[ 
https://issues.apache.org/jira/browse/TIKA-3069?page=com.atlassian.jira.plugin.system.issuetabpanels:comment-tabpanel&focusedCommentId=17059582#comment-17059582
 ] 

Carina Antunes commented on TIKA-3069:
--------------------------------------

Thank you so much for the details! 
{quote} If you're not looking for the literal bytes of the embedded files, 
/unpack is not for you. Perhaps we could look into compressing /rmeta?
{quote}
That would be great! Please look into it. Because of that for now unpack still 
seems the best option for us.

> Unpack with header X-Tika-PDFextractInlineImages does not extract content 
> from image
> ------------------------------------------------------------------------------------
>
>                 Key: TIKA-3069
>                 URL: https://issues.apache.org/jira/browse/TIKA-3069
>             Project: Tika
>          Issue Type: Bug
>          Components: server
>    Affects Versions: 1.23
>         Environment: Docker image *apache/tika:1.23-full*
>            Reporter: Carina Antunes
>            Priority: Major
>         Attachments: file.pdf, output.zip, parser.json
>
>
> Expected content to be extracted from pdf with image using tesseract, ie same 
> behaviour of _/rmeta/text, but instead no content is extracted._
> Response from */unpack/all* _:_
> {code:java}
> $ curl -T file.pdf http://localhost:9998/unpack/all --header 
> "X-Tika-PDFextractInlineImages: true" > output.zip    
> __TEXT__
>  [image: image0.jpg]
> __METADATA__
>  "pdf:unmappedUnicodeCharsPerPage","0" "pdf:PDFVersion","1.4" 
> "X-Parsed-By","org.apache.tika.parser.DefaultParser","org.apache.tika.parser.pdf.PDFParser"
>  "pdf:hasXFA","false" "access_permission:modify_annotations","true" 
> "access_permission:can_print_degraded","true" 

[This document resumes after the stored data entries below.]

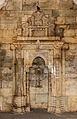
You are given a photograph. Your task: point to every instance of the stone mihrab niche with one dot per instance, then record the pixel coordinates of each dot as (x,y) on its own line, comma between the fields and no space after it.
(34,66)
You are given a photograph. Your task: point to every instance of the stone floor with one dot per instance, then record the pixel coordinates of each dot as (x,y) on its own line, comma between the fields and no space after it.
(38,115)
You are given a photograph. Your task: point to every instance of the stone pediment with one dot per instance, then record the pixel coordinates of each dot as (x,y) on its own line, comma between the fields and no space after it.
(37,26)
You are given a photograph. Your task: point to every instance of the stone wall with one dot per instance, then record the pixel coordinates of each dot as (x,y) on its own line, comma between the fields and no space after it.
(63,14)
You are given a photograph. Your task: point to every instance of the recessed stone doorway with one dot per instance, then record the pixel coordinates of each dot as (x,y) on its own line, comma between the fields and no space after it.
(38,84)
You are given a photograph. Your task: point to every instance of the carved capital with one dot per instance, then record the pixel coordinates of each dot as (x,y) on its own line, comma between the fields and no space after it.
(57,53)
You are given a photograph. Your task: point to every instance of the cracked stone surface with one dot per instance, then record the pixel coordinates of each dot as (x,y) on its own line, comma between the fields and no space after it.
(38,114)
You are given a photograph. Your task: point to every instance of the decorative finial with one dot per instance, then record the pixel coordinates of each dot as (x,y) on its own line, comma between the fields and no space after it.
(38,8)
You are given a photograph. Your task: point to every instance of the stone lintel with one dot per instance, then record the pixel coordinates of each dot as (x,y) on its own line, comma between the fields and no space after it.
(38,38)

> "access_permission:extract_for_accessibility","true" 
> "access_permission:assemble_document","true" "xmpTPg:NPages","1" 

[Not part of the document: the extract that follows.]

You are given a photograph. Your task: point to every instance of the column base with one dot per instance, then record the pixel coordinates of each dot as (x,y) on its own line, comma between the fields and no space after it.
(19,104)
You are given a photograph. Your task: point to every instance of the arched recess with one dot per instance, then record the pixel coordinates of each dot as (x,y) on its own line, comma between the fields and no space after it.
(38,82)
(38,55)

> "pdf:hasXMP","false" "dc:format","application/pdf; version=1.4" 
> "pdf:charsPerPage","0" "access_permission:extract_content","true" 
> "access_permission:can_print","true" "access_permission:fill_in_form","true" 
> "pdf:encrypted","false" "access_permission:can_modify","true" 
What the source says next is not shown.